Pour une découverte de Kem Nunn, ce fut pour moi un sacré choc. Car j’ai trouvé dans ce roman tout ce que j’adore dans les romans noirs. Et forcément, je vais avoir plein de choses à dire sur ce roman que je pourrais qualifier d’exemplaire. Car c’est passionnant à lire, beau et horrible à la fois, maîtrisé de bout en bout, et on en ressort avec un sacré goût amer dans la bouche.

Ce qui m’a choqué, dans le bon sens du terme, c’est la tranquillité du style, le rythme lent de l’intrigue, la sérénité qui se dégage de l’écriture qui est en complète contradiction avec le contexte. Car Kem Nunn nous montre, nous démontre la destruction de l’homme par l’homme, la course aux profits où les industries américaines préfèrent s’installer au Mexique pour polluer tranquillement et avoir accès à de la main d’œuvre moins chère, refrain connu, mais décrit de manière éclatante.

Et puis, il y a cette nature si belle, mise à mal par les industries, avec des descriptions tellement poétiques que c’en est un pur plaisir de lecture. Il y a ces deux personnages écorchés par la vie, à la rencontre improbable, qui traînent leurs cicatrices avec insouciance, pour la jouissance du moment présent : Fahey, ce grand solitaire, qui préfère se recroqueviller sur lui-même pour se sauver, Magdalena, cette idéaliste à la fois naïve et réaliste.

L’issue de ce roman ne peut qu’être dramatique, et elle l’est. Après avoir tourné la dernière page, j’ai été envahi par une tristesse que j’ai rarement ressentie, car ces personnages sont tellement vivants, que l’on aurait aimé vivre un peu plus longtemps avec eux.

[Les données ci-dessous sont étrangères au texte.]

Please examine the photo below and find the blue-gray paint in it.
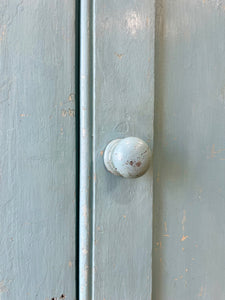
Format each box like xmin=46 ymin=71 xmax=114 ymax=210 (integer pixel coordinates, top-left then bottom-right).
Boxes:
xmin=90 ymin=0 xmax=155 ymax=300
xmin=153 ymin=0 xmax=225 ymax=300
xmin=0 ymin=0 xmax=77 ymax=300
xmin=79 ymin=0 xmax=93 ymax=300
xmin=104 ymin=137 xmax=152 ymax=178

La seule mise en garde que je donnerai pour les amateurs de romans noirs, car c’en est un, c’est que le style de l’auteur est fait de longues phrases, de grands paragraphes avec très peu de dialogues. Ceux qui cherchent des lectures rapides risquent d’être rebutés. Ils passeraient alors à coté d’un roman noir profond, au style poétique et envoûtant, tout simplement magnifique.